3. ZAC: FOOTNOTES

1 Ho, who.

4 mayntene, maintain.

5 fredame, freedom.

7 thresour, treasure.

11 brenne, burn.

12 hem, them.

13 her, their.

17 delyver, remove.





2. HERMES: EXPLANATORY NOTES

ABBREVIATIONS: B = Dicts and Sayings of the Philosophers, ed. Bühler (1941); CA = Gower's Confessio Amantis; CT = Chaucer's Canterbury Tales; G = Pierpont Morgan Library MS G.66; MED = Middle English Dictionary; OED = Oxford English Dictionary; S = Scrope, Dicts and Sayings of the Philosophers, ed. Schofield (1936).

These explanatory notes cannot hope to provide a complete accounting for the source of every proverbial statement in Dicts and Sayings. That task would be a separate book in its own right. Instead, I have attempted to contextualize this rather heterogeneous body of lore by identifying the people and places named in the text, as well as noting points that may be of interest to students and general readers. Those interested in tracing the source of particular quotations should begin by consulting Whiting's Proverbs, Sentences, and Proverbial Phrases From English Writings Mainly Before 1500. Readers are also invited to consult the thorough notes to Knust's Bocados de Oro, the Spanish translation of the original Arabic ancestor of Dicts and Sayings.

1 Zac. Zac, or "Tac," is probably the Egyptian god Thoth (S, p. 207n16). See the explanatory note for Hermes, line 1. This brief section seems to be a coda to the Hermes chapter, for Zac too deals mainly with the issue of good kingship.
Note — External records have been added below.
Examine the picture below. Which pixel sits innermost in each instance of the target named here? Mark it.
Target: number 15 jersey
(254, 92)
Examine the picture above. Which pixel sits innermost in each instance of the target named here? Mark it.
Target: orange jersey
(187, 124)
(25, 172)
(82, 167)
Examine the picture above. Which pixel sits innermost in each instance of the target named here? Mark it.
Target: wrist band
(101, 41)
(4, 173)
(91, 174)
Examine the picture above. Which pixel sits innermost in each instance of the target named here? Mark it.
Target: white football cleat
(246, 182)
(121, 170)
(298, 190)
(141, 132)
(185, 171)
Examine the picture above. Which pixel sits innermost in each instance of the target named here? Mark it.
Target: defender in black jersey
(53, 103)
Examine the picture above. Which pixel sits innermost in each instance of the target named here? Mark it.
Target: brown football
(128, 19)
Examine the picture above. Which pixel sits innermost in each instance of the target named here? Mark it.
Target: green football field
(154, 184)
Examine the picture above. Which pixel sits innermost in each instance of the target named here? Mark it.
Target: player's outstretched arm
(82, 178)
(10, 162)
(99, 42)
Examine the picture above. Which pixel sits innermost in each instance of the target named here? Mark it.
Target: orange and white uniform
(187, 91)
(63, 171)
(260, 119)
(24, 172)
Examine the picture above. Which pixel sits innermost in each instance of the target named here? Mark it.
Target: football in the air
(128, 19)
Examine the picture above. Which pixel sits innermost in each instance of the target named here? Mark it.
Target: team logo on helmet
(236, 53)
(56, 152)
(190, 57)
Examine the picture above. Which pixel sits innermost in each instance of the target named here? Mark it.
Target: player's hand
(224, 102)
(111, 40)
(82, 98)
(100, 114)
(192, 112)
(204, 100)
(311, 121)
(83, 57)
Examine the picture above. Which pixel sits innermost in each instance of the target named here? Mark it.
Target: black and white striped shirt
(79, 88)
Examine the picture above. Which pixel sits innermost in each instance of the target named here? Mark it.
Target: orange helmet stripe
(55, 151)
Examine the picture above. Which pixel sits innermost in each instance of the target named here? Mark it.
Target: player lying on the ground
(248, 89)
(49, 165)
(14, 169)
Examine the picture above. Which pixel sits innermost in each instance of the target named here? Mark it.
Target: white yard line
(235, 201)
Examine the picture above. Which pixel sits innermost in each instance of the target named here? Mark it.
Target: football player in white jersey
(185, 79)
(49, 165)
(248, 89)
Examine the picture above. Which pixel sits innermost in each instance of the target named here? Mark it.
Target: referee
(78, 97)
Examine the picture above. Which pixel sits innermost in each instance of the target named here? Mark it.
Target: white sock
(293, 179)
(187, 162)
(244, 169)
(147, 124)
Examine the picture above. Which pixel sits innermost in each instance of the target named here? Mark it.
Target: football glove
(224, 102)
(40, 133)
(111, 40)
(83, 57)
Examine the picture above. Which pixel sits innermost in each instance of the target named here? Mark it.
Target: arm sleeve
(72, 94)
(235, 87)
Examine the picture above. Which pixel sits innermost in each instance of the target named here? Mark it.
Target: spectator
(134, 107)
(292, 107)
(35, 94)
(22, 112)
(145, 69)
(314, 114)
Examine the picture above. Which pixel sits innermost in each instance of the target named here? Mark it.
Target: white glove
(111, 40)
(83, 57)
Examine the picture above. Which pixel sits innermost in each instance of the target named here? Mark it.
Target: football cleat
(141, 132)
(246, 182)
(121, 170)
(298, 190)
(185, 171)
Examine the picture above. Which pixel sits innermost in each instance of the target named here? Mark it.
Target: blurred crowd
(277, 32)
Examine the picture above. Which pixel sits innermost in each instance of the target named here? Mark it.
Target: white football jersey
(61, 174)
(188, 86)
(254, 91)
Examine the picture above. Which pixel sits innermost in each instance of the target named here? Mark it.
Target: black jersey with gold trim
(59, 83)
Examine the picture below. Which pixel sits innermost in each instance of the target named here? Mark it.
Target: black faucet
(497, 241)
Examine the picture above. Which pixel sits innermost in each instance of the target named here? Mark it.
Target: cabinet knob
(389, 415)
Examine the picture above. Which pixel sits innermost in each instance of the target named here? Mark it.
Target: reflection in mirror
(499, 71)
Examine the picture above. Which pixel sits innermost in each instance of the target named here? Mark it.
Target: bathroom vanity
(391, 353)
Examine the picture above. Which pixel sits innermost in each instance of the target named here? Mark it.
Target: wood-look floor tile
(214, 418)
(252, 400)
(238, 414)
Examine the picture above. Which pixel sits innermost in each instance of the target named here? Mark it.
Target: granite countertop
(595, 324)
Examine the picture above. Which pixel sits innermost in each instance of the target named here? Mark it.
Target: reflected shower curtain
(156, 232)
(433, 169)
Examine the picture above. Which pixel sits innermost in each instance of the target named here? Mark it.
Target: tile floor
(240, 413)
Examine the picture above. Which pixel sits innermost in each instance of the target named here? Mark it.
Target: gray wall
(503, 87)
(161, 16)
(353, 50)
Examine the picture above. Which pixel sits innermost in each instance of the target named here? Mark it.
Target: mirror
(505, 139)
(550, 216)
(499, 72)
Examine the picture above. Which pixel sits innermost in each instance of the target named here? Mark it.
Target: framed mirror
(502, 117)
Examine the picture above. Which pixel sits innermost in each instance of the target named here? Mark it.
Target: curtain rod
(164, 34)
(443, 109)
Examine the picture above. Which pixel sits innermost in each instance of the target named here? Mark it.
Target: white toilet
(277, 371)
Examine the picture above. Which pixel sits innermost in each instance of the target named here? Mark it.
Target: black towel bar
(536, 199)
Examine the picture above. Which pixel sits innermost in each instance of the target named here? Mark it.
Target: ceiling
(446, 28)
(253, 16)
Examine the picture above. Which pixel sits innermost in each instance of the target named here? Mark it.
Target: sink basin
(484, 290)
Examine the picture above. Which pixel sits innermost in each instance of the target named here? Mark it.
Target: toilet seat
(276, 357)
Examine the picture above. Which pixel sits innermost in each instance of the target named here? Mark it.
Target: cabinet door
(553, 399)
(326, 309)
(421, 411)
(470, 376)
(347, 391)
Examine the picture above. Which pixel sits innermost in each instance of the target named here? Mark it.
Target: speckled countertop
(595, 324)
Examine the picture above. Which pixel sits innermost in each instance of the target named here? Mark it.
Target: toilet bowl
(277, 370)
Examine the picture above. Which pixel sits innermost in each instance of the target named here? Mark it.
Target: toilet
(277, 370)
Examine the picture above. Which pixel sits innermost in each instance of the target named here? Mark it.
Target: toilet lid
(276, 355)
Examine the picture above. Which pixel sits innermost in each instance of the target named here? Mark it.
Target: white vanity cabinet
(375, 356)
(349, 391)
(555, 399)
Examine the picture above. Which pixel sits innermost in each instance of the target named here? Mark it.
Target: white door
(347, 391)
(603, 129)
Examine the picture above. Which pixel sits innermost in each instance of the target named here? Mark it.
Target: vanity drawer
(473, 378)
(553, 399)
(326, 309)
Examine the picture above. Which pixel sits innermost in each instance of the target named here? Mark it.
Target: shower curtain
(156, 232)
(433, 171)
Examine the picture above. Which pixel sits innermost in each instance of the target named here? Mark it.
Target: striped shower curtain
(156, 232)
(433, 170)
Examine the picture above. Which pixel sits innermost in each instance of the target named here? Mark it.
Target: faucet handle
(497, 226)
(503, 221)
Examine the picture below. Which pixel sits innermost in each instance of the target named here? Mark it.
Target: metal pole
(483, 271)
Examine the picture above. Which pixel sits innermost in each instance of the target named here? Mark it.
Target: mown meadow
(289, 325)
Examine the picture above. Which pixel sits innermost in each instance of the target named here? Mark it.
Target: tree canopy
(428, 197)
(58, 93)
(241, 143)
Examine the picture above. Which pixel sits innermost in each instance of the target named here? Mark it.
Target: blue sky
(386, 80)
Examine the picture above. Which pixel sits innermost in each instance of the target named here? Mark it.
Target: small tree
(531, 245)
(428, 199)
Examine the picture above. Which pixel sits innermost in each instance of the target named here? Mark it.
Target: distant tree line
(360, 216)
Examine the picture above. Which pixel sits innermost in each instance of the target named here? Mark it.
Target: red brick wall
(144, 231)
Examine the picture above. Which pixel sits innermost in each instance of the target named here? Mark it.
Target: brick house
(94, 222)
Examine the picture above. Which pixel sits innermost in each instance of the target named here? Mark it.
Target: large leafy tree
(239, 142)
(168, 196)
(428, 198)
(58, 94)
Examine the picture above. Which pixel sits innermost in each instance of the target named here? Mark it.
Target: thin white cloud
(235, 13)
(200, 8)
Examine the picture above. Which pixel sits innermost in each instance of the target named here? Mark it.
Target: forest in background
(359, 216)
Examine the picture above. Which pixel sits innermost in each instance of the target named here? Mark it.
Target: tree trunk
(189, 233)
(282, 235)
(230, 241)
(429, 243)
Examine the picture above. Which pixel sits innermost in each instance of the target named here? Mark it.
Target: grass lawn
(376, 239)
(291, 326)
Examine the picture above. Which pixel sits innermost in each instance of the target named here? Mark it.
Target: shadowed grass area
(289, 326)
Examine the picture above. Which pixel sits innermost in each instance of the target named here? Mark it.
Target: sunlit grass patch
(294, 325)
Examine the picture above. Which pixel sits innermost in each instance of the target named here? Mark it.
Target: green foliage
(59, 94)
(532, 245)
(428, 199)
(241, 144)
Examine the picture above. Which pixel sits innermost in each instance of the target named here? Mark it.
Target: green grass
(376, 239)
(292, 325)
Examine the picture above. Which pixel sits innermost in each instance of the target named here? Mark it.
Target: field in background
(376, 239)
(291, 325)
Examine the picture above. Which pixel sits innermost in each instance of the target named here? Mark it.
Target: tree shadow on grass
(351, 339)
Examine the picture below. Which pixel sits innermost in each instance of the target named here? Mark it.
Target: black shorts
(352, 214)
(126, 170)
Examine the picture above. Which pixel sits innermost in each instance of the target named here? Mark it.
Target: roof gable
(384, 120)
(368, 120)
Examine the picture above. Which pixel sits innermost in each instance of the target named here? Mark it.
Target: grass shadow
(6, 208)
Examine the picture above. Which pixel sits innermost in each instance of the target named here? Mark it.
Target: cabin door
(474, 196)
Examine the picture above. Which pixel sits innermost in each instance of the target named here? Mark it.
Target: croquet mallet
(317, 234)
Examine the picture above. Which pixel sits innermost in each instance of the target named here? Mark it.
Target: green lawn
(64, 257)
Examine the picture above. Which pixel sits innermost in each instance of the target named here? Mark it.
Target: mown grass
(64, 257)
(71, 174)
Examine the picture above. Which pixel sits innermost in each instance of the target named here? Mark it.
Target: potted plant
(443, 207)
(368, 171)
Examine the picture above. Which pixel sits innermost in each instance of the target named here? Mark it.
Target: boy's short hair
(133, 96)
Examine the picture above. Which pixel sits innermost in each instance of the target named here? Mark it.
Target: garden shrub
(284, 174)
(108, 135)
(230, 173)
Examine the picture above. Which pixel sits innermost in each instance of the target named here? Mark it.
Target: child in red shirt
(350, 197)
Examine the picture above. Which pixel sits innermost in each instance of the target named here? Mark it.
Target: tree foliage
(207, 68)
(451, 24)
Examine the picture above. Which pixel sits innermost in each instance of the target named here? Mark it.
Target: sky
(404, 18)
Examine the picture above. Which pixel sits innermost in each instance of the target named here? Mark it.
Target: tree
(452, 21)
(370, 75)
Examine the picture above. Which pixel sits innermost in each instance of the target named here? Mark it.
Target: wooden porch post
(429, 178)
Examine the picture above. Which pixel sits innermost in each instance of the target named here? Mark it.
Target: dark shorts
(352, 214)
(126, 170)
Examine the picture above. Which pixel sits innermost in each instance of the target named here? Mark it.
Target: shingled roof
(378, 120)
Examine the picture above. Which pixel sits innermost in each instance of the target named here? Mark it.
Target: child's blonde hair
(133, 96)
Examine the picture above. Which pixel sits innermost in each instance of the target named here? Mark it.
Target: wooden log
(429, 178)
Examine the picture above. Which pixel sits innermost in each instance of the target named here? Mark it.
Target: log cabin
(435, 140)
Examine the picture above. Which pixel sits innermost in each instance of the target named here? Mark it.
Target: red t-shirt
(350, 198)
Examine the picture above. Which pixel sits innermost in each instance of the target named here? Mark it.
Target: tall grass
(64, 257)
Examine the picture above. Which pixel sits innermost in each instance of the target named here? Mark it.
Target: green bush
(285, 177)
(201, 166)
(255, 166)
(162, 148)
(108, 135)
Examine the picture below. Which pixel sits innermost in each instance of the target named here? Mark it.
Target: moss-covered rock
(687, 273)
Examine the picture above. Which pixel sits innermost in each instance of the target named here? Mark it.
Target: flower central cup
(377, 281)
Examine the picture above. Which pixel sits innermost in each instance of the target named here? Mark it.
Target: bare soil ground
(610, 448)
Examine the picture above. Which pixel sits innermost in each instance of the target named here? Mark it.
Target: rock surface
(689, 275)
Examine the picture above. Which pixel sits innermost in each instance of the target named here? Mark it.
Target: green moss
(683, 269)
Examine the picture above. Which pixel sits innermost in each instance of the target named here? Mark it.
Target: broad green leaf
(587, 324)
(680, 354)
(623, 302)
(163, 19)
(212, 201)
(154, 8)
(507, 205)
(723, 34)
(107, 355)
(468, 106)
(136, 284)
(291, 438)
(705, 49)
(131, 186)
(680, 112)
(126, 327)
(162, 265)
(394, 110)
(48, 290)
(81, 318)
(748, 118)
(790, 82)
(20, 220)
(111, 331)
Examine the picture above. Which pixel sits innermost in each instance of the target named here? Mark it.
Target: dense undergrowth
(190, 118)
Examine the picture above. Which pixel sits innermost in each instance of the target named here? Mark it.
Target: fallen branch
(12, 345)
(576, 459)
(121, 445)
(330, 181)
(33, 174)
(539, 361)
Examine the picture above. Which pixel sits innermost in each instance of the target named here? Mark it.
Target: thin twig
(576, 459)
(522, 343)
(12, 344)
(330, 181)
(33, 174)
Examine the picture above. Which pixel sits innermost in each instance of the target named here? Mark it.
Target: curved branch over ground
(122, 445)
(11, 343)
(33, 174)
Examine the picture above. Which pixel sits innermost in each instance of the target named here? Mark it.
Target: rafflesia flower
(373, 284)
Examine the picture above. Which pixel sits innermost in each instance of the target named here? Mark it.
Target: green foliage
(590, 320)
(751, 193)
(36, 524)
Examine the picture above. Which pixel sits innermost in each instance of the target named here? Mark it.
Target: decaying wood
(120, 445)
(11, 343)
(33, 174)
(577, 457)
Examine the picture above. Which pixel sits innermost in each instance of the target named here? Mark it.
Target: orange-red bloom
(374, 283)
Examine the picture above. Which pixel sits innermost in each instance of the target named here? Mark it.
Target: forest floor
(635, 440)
7-9 These lines endorse generosity, one of the most important virtues a king could possess. Treasure was the lifeblood of medieval heroic culture; a good lord amassed wealth so that he could distribute it to his followers as a reward for their loyalty and military service. We see this ethos at work in the so-called comitatus ('fellowship') of Anglo-Saxon literature, where the members of the war band demonstrate their deep fraternal love through the symbolic exchange of treasure (see in particular Beowulf, The Battle of Maldon, and The Fight at Finnsburg). The bad king in Anglo-Saxon literature is one like Beowulf's Heremod, who hoards his wealth and thereby prevents it from being circulated.

11 ff. That is, the king is the head of the body politic. If he makes good decisions by appointing and supporting wise and virtuous counselors, the kingdom will prosper; if, however, he supports the noughty people, the social hierarchy will break down and he will be faced with anarchy.

17-18 And seith that a prince shulde nat lerne alle thingis. Interestingly, Zac does not specify what a king should not know. Perhaps what the philosopher means is that a ruler should not be told of the more nefarious tasks his henchmen are undertaking so that the king himself can maintain what we would today call "plausible deniability."